Monday, January 18, 2016

Hey you... Don't give up.

I was watching "The Bachelor" tonight. This show seriously just makes me laugh because they are saying on public television what we have all said in our heads at some point or another. About a first date or being nervous or wondering what someone is thinking. I mean it is, in the most unreal sense, real. One of the things I have loved about this season is the fact that when girls don't feel like it's working, they understand that Ben (the Bachelor) takes this seriously and they volunteer to leave. I don't remember another season where they have done that with so much grace, but I'm glad they are. And I'm glad that Ben doesn't feel like he has to make up something to keep them there. He lets it go on. Their giving up is not actually giving up... it is letting something go to pursue something better and allowing the other person involved to pursue something better.

I had an eventful, really super fun weekend and felt like going back to school tomorrow could be a drag. My kids will be excited because, despite what they say, they hate staying home and being bored and a lot of them will have worked all weekend so they will basically need a nap or two tomorrow.
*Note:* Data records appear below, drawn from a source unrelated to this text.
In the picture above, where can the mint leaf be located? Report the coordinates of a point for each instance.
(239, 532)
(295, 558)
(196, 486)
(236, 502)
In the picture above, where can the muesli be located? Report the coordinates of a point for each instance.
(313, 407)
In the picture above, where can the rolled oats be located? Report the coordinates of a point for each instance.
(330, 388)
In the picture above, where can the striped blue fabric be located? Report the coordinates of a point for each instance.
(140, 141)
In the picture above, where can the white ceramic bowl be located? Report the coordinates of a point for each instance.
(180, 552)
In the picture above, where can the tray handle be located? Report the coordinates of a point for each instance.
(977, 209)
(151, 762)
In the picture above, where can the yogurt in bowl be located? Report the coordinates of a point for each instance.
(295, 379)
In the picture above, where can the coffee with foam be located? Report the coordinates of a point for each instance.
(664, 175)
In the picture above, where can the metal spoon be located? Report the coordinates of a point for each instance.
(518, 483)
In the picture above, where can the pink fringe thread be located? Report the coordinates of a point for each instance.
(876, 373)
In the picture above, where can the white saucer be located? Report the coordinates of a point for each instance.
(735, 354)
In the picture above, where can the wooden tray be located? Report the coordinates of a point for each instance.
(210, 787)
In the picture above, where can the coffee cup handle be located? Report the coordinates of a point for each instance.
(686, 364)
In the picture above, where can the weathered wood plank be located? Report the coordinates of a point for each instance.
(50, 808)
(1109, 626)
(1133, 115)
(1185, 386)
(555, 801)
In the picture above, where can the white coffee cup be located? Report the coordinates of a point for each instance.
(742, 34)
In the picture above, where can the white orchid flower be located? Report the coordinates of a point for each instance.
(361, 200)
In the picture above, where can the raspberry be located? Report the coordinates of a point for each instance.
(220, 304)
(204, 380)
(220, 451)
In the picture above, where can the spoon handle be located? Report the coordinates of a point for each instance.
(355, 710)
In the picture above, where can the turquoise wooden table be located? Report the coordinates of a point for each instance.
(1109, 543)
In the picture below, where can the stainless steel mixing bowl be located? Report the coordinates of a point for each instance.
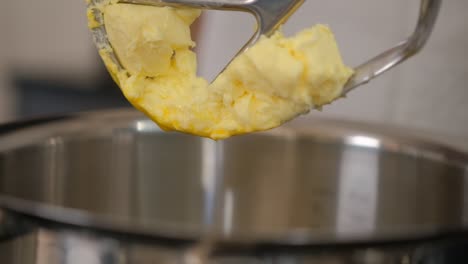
(110, 187)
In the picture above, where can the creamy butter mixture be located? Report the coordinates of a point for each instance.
(272, 82)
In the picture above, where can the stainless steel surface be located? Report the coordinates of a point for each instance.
(319, 183)
(271, 14)
(111, 188)
(401, 52)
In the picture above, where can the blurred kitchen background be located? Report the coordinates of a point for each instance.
(48, 64)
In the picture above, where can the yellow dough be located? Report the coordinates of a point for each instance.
(272, 82)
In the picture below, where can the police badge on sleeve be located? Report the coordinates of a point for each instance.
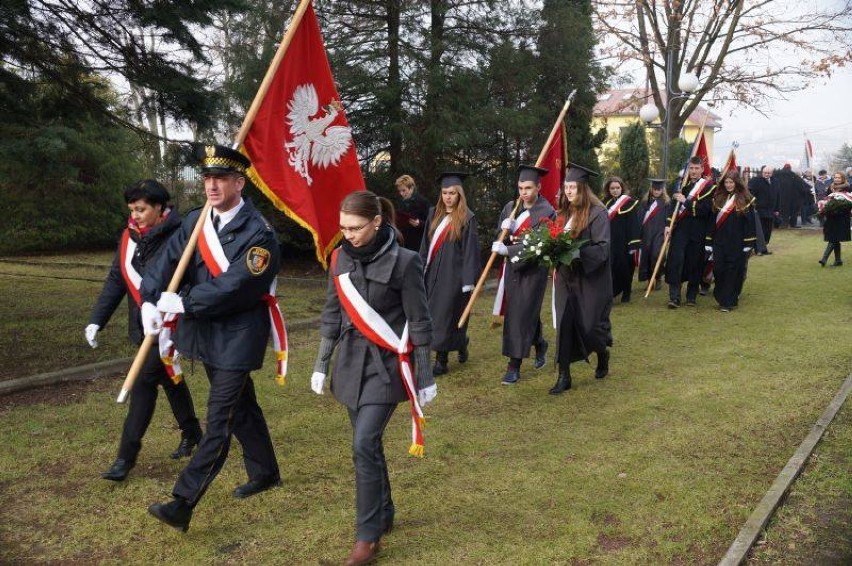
(257, 260)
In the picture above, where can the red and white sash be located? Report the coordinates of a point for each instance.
(726, 210)
(438, 239)
(522, 222)
(693, 195)
(651, 212)
(376, 329)
(133, 282)
(217, 263)
(615, 207)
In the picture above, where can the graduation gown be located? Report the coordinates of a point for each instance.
(525, 287)
(455, 265)
(685, 261)
(729, 261)
(624, 240)
(652, 235)
(583, 295)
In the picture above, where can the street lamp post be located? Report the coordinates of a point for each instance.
(688, 83)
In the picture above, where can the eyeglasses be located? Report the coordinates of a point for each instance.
(347, 230)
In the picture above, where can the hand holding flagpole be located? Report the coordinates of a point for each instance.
(188, 252)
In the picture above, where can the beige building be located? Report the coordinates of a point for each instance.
(618, 108)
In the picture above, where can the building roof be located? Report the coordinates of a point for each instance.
(627, 101)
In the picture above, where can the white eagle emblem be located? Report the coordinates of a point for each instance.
(314, 141)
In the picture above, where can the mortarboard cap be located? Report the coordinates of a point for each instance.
(218, 159)
(530, 173)
(578, 173)
(451, 178)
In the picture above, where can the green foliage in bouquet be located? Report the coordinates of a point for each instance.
(549, 245)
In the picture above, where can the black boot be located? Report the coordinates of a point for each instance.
(119, 469)
(563, 382)
(176, 513)
(827, 253)
(464, 353)
(188, 441)
(440, 367)
(541, 354)
(603, 364)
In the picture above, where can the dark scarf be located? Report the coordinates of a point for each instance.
(380, 244)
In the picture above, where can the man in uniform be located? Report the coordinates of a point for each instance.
(685, 261)
(225, 324)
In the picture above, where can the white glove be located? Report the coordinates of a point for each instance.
(427, 394)
(170, 303)
(91, 333)
(152, 320)
(317, 382)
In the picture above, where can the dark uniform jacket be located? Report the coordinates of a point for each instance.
(624, 240)
(584, 292)
(226, 323)
(392, 284)
(456, 265)
(766, 197)
(525, 287)
(836, 227)
(148, 247)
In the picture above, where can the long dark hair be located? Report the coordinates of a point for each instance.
(368, 205)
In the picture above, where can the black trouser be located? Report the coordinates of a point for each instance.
(831, 247)
(232, 409)
(767, 224)
(374, 509)
(143, 399)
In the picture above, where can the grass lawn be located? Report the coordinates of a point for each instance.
(45, 303)
(659, 463)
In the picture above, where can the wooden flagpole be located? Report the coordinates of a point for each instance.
(482, 278)
(665, 248)
(189, 250)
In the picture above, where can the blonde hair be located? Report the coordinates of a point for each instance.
(578, 210)
(458, 216)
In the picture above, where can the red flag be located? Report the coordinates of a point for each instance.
(731, 163)
(300, 144)
(555, 157)
(701, 151)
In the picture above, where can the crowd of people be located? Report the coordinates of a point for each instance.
(397, 286)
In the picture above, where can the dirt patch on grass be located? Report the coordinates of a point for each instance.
(59, 394)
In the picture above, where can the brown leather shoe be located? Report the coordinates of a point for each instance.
(362, 553)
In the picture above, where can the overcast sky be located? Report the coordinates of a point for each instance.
(823, 111)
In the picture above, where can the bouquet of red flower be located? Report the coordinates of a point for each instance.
(835, 204)
(548, 244)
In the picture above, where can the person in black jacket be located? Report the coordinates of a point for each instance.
(377, 317)
(411, 214)
(225, 324)
(150, 224)
(766, 195)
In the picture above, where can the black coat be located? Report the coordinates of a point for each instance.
(392, 284)
(456, 265)
(766, 197)
(148, 247)
(624, 240)
(226, 323)
(526, 284)
(417, 207)
(836, 228)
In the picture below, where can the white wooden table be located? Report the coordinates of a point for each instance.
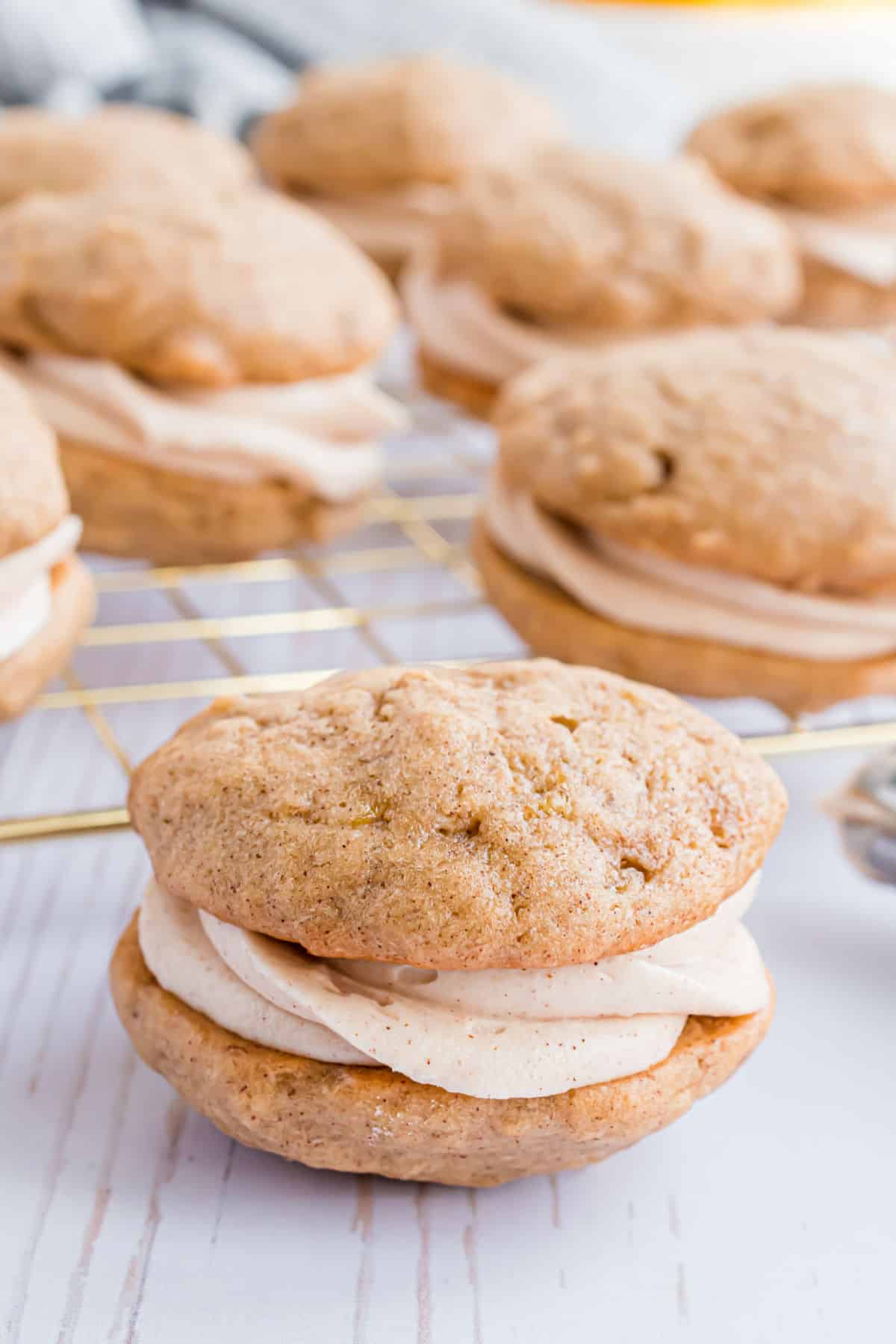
(765, 1216)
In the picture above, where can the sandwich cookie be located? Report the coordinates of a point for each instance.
(712, 512)
(825, 159)
(381, 148)
(206, 363)
(457, 927)
(46, 593)
(120, 143)
(576, 252)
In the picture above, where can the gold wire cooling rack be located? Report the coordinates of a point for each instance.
(418, 522)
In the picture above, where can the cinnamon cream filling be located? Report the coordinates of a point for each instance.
(649, 591)
(321, 435)
(390, 225)
(461, 327)
(487, 1034)
(26, 588)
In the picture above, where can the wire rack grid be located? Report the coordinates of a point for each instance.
(401, 589)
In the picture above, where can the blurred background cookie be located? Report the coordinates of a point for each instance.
(825, 158)
(381, 147)
(398, 893)
(714, 512)
(206, 364)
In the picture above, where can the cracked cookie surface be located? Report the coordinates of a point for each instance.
(507, 815)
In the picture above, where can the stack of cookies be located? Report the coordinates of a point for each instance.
(573, 253)
(457, 927)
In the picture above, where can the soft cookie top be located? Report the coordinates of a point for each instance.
(42, 151)
(603, 241)
(191, 289)
(818, 147)
(508, 815)
(33, 492)
(414, 120)
(768, 453)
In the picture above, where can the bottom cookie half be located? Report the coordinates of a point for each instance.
(149, 512)
(373, 1120)
(472, 394)
(555, 625)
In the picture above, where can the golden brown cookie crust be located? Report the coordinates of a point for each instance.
(556, 626)
(600, 241)
(385, 124)
(500, 815)
(373, 1120)
(818, 147)
(121, 143)
(470, 394)
(190, 289)
(26, 673)
(765, 453)
(836, 299)
(33, 492)
(148, 512)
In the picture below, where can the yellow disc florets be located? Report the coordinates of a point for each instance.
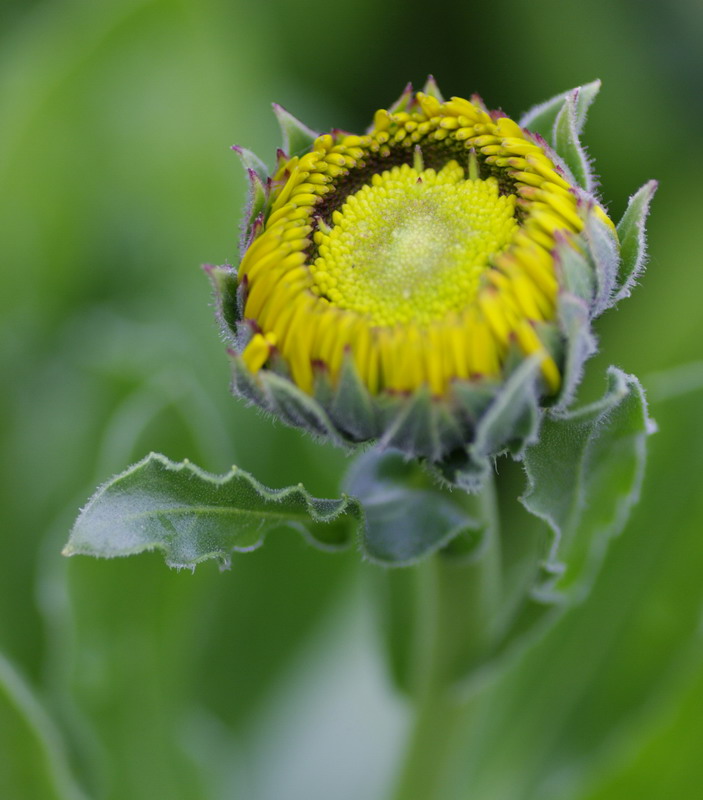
(410, 246)
(421, 252)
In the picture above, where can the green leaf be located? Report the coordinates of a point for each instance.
(34, 762)
(297, 137)
(584, 476)
(633, 242)
(408, 515)
(566, 142)
(191, 515)
(541, 118)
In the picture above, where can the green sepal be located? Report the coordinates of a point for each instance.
(580, 344)
(351, 406)
(191, 515)
(541, 118)
(508, 423)
(297, 408)
(575, 271)
(577, 280)
(297, 136)
(247, 385)
(405, 100)
(250, 161)
(565, 140)
(633, 240)
(408, 515)
(584, 475)
(227, 293)
(512, 419)
(604, 252)
(432, 89)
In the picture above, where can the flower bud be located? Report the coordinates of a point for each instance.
(428, 284)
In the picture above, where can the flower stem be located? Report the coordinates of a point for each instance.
(455, 620)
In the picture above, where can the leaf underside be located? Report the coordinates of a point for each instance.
(191, 515)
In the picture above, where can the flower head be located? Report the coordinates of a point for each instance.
(405, 284)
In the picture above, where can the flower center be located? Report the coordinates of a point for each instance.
(412, 245)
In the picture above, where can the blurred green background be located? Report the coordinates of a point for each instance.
(126, 680)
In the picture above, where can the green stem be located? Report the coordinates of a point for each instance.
(454, 623)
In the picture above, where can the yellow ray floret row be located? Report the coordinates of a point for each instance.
(518, 291)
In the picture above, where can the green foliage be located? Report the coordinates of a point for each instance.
(192, 516)
(585, 473)
(264, 681)
(408, 515)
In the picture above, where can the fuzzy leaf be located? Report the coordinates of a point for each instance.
(633, 244)
(541, 118)
(584, 476)
(297, 137)
(191, 515)
(408, 515)
(566, 142)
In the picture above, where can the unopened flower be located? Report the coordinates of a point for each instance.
(406, 284)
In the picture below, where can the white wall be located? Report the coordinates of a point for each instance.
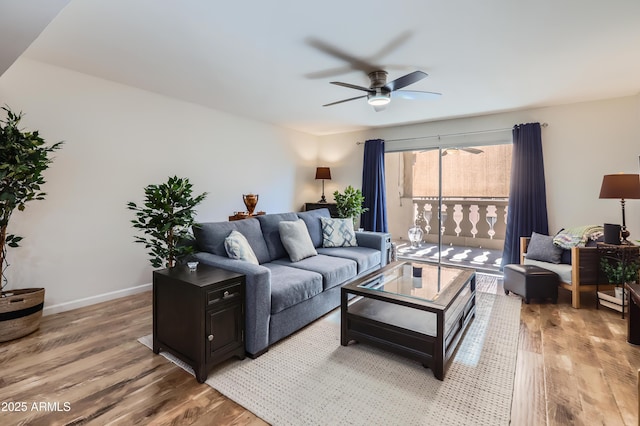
(79, 241)
(583, 142)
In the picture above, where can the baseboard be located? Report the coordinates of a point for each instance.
(87, 301)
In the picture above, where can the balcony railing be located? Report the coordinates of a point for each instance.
(467, 222)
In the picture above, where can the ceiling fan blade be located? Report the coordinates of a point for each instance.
(415, 94)
(356, 63)
(331, 72)
(406, 80)
(394, 44)
(353, 86)
(472, 150)
(346, 100)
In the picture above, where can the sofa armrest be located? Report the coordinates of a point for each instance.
(376, 240)
(257, 298)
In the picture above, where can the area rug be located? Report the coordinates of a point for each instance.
(310, 379)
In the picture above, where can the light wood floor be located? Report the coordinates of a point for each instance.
(574, 368)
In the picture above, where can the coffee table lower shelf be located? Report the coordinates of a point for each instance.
(408, 331)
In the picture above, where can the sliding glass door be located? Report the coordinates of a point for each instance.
(449, 204)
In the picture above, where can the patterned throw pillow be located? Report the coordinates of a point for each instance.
(238, 248)
(338, 233)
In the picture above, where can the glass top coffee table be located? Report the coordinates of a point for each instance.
(418, 310)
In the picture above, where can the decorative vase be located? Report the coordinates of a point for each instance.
(20, 312)
(250, 200)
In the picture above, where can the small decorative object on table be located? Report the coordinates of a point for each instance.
(250, 200)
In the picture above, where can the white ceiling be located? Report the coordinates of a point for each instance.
(257, 59)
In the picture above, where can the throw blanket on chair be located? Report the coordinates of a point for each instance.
(577, 237)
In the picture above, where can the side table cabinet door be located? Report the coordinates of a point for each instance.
(224, 330)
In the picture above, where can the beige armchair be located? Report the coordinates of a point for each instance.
(581, 276)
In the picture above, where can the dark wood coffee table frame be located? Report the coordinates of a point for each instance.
(362, 319)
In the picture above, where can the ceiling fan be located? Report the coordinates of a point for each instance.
(379, 93)
(456, 150)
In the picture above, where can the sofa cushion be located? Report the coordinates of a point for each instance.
(269, 223)
(290, 286)
(334, 270)
(296, 240)
(210, 237)
(238, 248)
(541, 248)
(312, 220)
(338, 233)
(563, 270)
(365, 257)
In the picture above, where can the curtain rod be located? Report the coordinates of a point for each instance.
(451, 134)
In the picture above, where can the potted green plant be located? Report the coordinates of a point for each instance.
(349, 204)
(166, 219)
(619, 271)
(24, 156)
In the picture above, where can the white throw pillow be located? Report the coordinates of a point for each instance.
(338, 233)
(238, 248)
(296, 240)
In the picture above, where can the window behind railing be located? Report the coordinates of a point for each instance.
(475, 190)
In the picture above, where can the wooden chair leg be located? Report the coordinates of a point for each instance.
(575, 298)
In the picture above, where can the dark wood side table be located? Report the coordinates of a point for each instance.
(333, 207)
(624, 253)
(198, 316)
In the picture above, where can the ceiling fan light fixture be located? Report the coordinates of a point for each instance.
(379, 99)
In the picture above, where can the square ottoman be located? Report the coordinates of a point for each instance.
(531, 282)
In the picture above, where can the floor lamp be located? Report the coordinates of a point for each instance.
(323, 173)
(621, 186)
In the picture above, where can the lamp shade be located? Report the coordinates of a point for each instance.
(621, 186)
(323, 173)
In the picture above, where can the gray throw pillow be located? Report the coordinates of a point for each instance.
(296, 240)
(338, 233)
(541, 248)
(238, 248)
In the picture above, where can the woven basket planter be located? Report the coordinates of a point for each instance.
(20, 312)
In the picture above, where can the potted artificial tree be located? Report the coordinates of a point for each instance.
(24, 156)
(166, 219)
(349, 204)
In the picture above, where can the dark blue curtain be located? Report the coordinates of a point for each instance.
(527, 194)
(373, 188)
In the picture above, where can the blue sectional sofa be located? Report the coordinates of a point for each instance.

One of my girls messaged me today and told me how difficult it would be this semester. This sweet one is up against some hard circumstances and tough realities. She's fighting a reality that she doesn't want for herself but is also making choices based on consequences of other choices. (I know this seems confusing but I would never want her to feel like I'm telling her whole life story, even though she would willingly tell you herself.) My heart hurts for her and I can see her getting to the edge and having to make a choice as to what to do next while lacking the support she needs to move on and start over and keep MAKING herself do hard things. She said, "Thanks Ms. G" and my response was "That's what I'm here for!" We are here to help people do hard things. To not give up.

Another one of my friends, who's also a teacher, asked me Friday, "Do you ever just wonder whether this is your calling or not?" She was referring to teaching and I told her, yes, all the time. Last semester, it felt like there were a few weeks where it was every day weeks in a row. It was reassuring that she wasn't the only one who felt like that. It is easy to get burned out and let things that don't matter get to us.

I've questioned something totally different most of yesterday and today. I struggled to be totally myself but also questioned whether I was myself and if myself was good enough. Kristi, my big sister/mentor/friend/advisor, sent me this quote from E.E. Cummings: "To be nobody but yourself in a world that's doing its best to make you somebody else, is to the fight the hardest battle you are ever going to fight. Never stop fighting."

It is okay to stay true to myself when things work out and when they don't. When things feel good and when they don't. When things go well and when they don't.

So I just want to tell you-- Hey you, don't give up. If it's your first day back to college, your first day of a new semester, your 'Monday,' your worst day, the longest day, or the best day. Let things go to move forward and take new adventures and have new beliefs that you don't have to give up something to be yourself. And if something is to be given, let is be something that needs to go and replace it with something so you.